Il primo concorso aperto alla partecipazione delle donne venne bandito il 3 maggio 1963, sessanta anni fa. Vinsero il concorso otto donne, che entrarono in servizio il 5 aprile di due anni dopo: Letizia De Martino, Ada Lepore, Maria Gabriella Luccioli, Graziana Calcagno Pini, Raffaella D’Antonio, Annunziata Izzo, Giulia De Marco, Emilia Capelli. Dal primo concorso, l’accesso delle donne in magistratura ha registrato dimensioni modeste nel primo periodo, pari ad una media del 4%-5% per ogni concorso, per aumentare progressivamente negli anni ’70 e ’80, fino all’impennata del 58% nel 2009. Al 6.3.2023 i magistrati in servizio (compresi i magistrati in tirocinio) risultano essere 9.534; la distribuzione secondo il genere mostra per l’anno corrente la prevalenza del numero di donne (5.321 pari al 56% circa).

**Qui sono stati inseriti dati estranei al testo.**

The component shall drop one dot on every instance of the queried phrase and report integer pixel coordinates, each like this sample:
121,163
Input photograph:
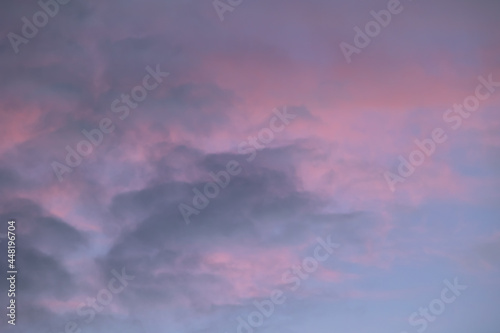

Nella prefazione del libro “Donne Magistrato: comunicazione, linguaggio giuridico e ascolto. Non solo diritto” (Key ed.2021), contenente gli atti dei tre incontri di studio organizzati dal CPO del Consiglio Direttivo della Corte di Cassazione in collaborazione con l’Associazione Donne Magistrato, e con la Giunta ANM Sezione Cassazione, negli anni 2018, 2019 e 2020, avevo concluso affermando che – a mio avviso – il potenziale femminile non si era ancora espresso in tutta la sua diversità. Auspicavo quindi per le giovani donne magistrato un cambio di passo, e non una mera sostituzione nei posti di potere. E aggiungevo che se saranno capaci di rimanere “estranee”, proprio nel senso indicate dalla Woolf, e quindi nuove nel linguaggio e nei valori, con arricchimento della capacità di ascolto e di comunicazione, le magistrate potranno in un prossimo futuro dare certamente un contributo in più, del tutto originale e positivo, all’amministrazione della giustizia. Sotto tale aspetto, potrebbero diventare anche un valido baluardo a derive antiumanistiche e meramente produttivistiche dell’attività giudiziaria.

Migliore augurio credo non sia possibile. A tutte le Donne felice giornata!

(Immagini dal web)

                                                                                                                           


[1]La guerra non ha il volto di donna”, di Svetlana Aleksiev, Premio Nobel per la Letteratura nel 2015, che racconta l’epopea delle donne sovietiche nella seconda guerra mondiale, una guerra narrata dal punto di vista non virile: «Potrò mai trovare parole adatte? Posso raccontare come ho combattuto e sparato, ma raccontare quanto e come ho pianto non posso. Questo resterà non detto. So solo una cosa: in guerra l’uomo si trasforma in un essere spaventoso e oscuro».